Hello Reddit! I’m Neil Brown, a fungal biologist and a BBSRC Future Leader Fellow at Rothamsted Research in the UK.
In my school leavers book, my friends were asked “What will Neil end up doing?” They answered “saving trees”, to which I laughed. But it appears that they knew more about me than I did, as I now devote my days to understanding plant diseases, contributing to the knowledge and innovation needed to develop new ways to protect our crops.
New approaches to control fungal diseases that threaten our food security and health, through the contamination of crops with harmful toxins, are urgently needed. To achieve this, I am asking: how does a fungal pathogen landing on a plant decide if it is a suitable host; how does it know where to infect or where to find the best source of food; and how does it know when to deploy different virulence strategies, such as the secretion of toxins or hydrolytic enzymes?
These are the questions I hope to answer in my study of fungal ‘touch and taste’ receptors, similar to those found on our tongue. I will focus on Fusarium, a fungal pathogen that cause disease on wheat, barley, rice and maize. The goal is to determine whether these fungal ‘touch and taste’ receptors are biological targets that can potentially be drugged to prevent a pathogen from causing crop diseases and toxin contamination.
It would be great to discuss my research with you. So go ahead. Ask me anything. On Monday 10th October at 4pm BST I will be live on Reddit Science AMA. In the meantime, you are welcome to find out more about me, and my international experiences as an early career researcher.
About Reddit Science AMA Series
In an effort to bring science education to the public, the Reddit Science community (known as /r/Science) has created an independent, science-focused AMA Series – the Science AMA Series. The goal is to encourage discussion and facilitate outreach while helping to bridge the gap between practicing scientists and the general public. This series is open to any practicing research scientist, or group of scientists, that wants to have a candid conversation with the large and diverse Reddit Science community.

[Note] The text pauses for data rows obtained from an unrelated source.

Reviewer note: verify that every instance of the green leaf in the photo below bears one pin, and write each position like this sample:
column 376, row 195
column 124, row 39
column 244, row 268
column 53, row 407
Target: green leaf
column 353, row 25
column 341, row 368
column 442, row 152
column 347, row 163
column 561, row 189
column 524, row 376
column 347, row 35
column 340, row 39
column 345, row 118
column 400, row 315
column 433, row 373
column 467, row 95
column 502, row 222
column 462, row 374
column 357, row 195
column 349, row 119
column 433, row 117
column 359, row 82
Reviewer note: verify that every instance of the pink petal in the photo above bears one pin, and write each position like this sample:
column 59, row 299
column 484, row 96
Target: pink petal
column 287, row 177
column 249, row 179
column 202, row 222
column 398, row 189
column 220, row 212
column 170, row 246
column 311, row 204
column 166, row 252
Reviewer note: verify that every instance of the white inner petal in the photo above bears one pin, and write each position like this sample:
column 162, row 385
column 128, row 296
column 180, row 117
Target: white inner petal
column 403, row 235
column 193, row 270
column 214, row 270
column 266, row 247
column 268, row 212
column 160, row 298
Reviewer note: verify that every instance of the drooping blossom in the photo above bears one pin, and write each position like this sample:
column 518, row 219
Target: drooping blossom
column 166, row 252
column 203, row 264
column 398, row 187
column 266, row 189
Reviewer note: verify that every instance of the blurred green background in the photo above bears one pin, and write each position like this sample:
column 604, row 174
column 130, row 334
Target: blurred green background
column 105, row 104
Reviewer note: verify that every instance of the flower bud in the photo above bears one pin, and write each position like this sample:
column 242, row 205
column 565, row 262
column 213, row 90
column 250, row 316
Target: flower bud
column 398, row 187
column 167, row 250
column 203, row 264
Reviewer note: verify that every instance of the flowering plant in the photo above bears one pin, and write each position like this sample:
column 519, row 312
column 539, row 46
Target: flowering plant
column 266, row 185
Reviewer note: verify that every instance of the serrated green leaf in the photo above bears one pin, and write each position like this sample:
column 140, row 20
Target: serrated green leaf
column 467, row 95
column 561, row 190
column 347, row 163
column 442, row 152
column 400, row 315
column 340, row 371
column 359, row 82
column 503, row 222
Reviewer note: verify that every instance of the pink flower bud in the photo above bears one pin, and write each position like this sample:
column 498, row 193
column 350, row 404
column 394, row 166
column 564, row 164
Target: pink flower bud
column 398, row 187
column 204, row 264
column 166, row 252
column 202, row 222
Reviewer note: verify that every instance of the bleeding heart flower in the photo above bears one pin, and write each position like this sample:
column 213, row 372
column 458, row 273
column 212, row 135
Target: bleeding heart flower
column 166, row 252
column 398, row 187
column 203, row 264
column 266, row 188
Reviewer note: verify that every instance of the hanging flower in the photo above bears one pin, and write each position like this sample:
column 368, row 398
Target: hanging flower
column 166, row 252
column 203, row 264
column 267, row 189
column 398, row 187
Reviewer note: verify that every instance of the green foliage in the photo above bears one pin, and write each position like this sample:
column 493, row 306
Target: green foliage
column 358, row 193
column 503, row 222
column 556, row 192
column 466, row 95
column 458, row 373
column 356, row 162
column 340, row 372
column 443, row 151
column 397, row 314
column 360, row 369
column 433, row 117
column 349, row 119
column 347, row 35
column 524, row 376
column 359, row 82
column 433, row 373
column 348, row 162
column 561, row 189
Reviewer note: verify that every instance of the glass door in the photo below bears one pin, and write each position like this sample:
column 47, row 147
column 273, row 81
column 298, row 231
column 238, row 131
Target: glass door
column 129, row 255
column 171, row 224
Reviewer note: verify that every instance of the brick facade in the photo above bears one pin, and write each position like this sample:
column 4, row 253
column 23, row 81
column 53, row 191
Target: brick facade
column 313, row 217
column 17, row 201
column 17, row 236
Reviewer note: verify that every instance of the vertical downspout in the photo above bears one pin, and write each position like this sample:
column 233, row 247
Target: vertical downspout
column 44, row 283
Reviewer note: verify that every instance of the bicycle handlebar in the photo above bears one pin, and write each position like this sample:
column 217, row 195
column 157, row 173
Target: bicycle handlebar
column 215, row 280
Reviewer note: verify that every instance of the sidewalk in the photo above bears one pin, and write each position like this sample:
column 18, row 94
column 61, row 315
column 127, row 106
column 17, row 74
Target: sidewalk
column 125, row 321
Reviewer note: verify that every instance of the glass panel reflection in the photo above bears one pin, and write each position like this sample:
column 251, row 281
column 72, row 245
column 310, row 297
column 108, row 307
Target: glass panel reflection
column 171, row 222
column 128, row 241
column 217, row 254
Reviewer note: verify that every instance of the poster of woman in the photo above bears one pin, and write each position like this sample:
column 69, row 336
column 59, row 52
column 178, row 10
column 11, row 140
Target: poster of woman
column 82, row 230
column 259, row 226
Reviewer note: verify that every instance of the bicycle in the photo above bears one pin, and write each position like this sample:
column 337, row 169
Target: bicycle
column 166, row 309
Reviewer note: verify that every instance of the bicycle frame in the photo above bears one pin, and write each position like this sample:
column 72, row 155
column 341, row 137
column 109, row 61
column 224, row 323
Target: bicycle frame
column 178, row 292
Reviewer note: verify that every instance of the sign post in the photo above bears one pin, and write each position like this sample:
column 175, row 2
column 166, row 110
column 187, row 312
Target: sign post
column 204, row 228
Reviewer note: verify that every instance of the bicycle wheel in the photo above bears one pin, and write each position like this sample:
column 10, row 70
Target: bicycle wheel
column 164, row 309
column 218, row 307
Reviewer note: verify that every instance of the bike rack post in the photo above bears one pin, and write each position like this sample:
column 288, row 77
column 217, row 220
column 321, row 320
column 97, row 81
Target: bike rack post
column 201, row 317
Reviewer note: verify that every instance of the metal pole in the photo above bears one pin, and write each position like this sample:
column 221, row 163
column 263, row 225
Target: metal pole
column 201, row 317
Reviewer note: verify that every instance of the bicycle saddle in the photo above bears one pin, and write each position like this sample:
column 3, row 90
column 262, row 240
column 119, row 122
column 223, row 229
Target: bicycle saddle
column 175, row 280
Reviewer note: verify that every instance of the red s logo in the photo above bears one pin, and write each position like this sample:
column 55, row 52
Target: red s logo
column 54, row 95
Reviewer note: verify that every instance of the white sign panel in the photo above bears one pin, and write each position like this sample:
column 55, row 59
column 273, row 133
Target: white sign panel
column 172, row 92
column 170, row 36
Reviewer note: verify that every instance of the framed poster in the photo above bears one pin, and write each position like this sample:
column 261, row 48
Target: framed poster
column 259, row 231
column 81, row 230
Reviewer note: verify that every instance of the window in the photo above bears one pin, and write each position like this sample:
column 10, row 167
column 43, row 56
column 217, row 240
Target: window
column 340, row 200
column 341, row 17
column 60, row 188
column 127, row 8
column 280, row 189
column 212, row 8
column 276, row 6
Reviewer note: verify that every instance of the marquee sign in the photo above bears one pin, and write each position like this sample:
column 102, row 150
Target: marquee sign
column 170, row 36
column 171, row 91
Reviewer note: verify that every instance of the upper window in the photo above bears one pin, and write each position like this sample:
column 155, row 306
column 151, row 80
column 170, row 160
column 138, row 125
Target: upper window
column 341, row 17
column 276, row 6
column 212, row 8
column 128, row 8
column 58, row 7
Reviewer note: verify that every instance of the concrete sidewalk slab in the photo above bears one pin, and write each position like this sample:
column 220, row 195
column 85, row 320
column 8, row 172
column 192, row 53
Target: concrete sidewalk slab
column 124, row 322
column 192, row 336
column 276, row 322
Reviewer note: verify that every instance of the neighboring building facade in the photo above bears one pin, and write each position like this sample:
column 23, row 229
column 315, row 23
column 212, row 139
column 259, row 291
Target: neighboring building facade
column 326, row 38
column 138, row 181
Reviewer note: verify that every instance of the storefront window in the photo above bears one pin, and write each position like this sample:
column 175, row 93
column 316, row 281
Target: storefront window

The Reddit Science AMA Series is a unique format that allows scientists to speak about their work in a manner that is not possible within the confines of traditional short-form journalism or indeed anywhere else on the internet. Questions can be explained individually and follow-up points may be fielded so that the readers have a clearer understanding of the field and research being discussed. The AMA series can also be used to generate coverage as an ‘open source interview’, both highlighting recent work by the scientists as well as their general interests in the lab/office.
Reddit comments are vote-based! Users can ‘upvote’ comments and questions they find most interesting and the list will be updated with the most desirable questions listed at the top. Reddit comment sections are also ‘threaded’, such that users viewing the AMA post-discussion may easily follow the flow of the conversation and direct responses to questions and comments will be in a nested parent-child format.